Dermot Michael Coyne is the American husband of Nuala Anne McGrail. He became an accidental millionnaire at the age of 25 while working at the Chicago Mercantile Exchange, by mistakenly reversing an order. Deciding that he had no business being in that business, he retired to write. He is the primary narrator of the stories and assists Nuala Anne in solving mysteries (his photographic memory helps with historic and other relevant details), though he describes his involvement as being merely her "spear carrier."

===Their family===
Mary Anne, better known as Nellicoyne, is an avid and skilled photographer, and is also fey like her mother.

Micheal Dirmuid, named after his father and known as the Mick, is a year-and-half younger than Nellicoyne. A sports fan who loves to play with trucks, he also usually has a sketchbook in his pocket and often translates his sketches to computer graphics.
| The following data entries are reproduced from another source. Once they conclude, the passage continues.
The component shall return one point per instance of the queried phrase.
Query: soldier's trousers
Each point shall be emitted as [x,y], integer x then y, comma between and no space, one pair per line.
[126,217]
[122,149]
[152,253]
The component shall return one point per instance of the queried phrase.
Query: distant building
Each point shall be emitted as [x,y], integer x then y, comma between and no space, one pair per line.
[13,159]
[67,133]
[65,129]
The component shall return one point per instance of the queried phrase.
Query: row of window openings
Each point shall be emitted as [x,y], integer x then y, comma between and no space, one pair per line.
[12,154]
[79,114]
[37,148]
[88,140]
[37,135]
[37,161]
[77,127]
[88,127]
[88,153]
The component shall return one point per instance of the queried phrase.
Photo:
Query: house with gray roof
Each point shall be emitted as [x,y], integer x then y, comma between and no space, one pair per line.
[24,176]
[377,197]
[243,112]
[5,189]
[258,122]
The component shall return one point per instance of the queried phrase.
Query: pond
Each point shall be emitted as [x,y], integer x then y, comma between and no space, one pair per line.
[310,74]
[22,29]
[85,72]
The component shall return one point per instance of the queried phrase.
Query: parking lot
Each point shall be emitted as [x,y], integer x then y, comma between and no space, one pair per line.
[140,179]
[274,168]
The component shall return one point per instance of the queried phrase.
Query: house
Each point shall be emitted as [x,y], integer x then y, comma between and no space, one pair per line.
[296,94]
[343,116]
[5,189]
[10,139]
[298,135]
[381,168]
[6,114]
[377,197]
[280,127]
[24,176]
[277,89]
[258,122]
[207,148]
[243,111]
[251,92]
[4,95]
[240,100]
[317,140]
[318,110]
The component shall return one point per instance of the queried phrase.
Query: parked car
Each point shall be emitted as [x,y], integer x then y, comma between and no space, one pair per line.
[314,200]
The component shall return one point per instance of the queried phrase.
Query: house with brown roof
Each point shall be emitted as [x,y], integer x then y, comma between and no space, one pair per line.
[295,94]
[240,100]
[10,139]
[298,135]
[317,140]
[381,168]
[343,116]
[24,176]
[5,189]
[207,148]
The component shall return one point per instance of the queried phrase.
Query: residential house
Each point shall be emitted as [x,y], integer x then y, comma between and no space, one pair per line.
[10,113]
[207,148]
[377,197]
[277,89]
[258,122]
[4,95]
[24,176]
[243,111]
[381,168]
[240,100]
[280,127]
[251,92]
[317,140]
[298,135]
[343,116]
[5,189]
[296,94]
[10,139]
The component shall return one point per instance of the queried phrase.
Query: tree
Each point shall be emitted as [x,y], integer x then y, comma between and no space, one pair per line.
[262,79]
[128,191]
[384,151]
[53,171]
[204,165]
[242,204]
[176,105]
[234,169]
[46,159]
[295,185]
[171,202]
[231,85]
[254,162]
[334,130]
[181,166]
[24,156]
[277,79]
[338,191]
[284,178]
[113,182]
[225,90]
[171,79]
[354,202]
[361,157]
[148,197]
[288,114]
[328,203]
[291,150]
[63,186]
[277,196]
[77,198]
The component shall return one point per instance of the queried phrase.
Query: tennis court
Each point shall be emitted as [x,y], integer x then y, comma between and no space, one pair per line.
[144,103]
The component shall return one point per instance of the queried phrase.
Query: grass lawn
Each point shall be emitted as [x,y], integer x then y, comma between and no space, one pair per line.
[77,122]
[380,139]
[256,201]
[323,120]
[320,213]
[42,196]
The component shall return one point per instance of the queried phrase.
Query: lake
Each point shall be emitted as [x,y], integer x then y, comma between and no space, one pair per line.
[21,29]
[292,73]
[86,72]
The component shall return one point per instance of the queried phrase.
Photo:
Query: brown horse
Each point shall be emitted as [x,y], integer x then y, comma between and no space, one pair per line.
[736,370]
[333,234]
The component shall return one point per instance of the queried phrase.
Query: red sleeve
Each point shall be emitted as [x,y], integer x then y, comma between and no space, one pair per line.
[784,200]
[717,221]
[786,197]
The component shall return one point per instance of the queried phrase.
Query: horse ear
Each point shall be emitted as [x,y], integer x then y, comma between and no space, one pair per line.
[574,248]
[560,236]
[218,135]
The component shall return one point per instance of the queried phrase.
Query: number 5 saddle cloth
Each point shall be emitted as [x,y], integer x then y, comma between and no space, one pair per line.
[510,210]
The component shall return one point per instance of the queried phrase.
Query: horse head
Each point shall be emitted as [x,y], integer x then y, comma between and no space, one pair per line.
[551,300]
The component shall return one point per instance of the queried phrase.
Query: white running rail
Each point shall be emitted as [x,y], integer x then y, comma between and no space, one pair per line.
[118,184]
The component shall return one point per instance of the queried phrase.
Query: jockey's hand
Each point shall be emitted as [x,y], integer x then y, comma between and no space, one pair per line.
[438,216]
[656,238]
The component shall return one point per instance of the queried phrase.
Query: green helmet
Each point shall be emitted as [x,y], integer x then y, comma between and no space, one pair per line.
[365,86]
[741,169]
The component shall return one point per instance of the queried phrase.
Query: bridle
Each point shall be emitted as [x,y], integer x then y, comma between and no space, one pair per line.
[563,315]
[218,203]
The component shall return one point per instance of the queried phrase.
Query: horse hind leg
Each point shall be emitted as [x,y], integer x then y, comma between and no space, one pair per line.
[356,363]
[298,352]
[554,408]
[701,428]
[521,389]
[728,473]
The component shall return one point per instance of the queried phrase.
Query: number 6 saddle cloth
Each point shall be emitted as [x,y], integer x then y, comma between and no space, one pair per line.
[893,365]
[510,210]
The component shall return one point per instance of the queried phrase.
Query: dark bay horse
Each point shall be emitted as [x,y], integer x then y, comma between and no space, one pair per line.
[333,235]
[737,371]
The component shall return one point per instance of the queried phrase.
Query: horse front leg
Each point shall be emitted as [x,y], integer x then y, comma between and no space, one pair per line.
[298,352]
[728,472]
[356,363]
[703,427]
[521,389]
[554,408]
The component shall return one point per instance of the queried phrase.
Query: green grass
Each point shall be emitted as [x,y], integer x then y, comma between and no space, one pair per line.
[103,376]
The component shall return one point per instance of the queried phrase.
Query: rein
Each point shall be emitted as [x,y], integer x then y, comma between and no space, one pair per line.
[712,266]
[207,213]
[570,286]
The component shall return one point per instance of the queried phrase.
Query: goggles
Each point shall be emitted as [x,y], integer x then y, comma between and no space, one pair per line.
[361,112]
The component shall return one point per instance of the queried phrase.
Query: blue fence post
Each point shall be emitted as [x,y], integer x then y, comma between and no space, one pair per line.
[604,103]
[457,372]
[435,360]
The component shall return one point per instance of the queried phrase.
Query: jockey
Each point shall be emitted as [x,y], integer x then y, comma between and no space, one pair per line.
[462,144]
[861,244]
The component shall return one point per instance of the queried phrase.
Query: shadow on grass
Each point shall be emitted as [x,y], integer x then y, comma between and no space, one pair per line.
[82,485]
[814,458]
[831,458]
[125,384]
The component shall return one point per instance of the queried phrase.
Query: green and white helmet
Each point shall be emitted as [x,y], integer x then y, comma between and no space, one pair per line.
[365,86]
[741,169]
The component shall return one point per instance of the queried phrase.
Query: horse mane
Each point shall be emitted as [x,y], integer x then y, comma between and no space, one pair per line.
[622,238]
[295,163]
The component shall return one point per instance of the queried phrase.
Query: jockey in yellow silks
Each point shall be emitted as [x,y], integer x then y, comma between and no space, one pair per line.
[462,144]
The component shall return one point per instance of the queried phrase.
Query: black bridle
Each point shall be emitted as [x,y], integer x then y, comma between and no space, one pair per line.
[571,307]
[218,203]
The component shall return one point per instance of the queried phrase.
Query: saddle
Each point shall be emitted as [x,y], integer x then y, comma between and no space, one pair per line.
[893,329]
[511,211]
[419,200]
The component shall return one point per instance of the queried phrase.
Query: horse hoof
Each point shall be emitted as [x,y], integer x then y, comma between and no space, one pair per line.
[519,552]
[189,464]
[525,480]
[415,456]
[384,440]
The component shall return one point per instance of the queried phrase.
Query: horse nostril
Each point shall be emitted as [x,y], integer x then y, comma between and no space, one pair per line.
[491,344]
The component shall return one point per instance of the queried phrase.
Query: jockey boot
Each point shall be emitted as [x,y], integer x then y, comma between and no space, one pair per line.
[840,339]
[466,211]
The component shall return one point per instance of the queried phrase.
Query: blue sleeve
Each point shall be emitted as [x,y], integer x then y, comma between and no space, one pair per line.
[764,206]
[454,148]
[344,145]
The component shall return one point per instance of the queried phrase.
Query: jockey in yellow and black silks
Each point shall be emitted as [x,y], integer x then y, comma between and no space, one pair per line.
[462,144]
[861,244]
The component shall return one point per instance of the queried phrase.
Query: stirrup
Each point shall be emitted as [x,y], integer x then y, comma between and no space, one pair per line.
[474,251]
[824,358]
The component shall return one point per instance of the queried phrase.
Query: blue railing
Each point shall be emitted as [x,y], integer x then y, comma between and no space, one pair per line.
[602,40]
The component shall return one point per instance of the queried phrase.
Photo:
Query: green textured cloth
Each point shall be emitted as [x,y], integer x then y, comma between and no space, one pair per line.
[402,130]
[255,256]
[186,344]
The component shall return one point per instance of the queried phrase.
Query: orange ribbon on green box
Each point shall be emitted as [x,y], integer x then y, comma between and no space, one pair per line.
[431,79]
Socra Marie, a year-and-a half younger than the Mick, was a "miracle" child, beating the odds to survive a very premature birth. She is small for her age and wears glasses but makes up for it in vitality and is often referred to as the "tiny terrorist" for her unintentional skill in wreaking havoc.

Josef Porrig (Joseph Patrick), known as Jopat, is two-and-a-half years younger than Socra Marie. He was described by one of Dermot's sisters as "just like his father, big, strong, good-looking, and useless."

Fiona, a white Irish wolfhound, formerly with the Garda, is now the self-appointed guardian of Nuala Anne and her family.

Maeve, Fiona's offspring, also white, is co-guardian of the family.

Rev. George ("Prester George") Coyne, is Dermot Michael's brother.

===Other recurring characters===
- Cardinal Sean Cronin
- Coadjutor Archbishop John Blackwood ("Blackie") Ryan
- Mike Casey
- Cindasue L. McLeod, United States Coast Guard Captain, neighbor and friend; mother of Nelliecoyne's best friend.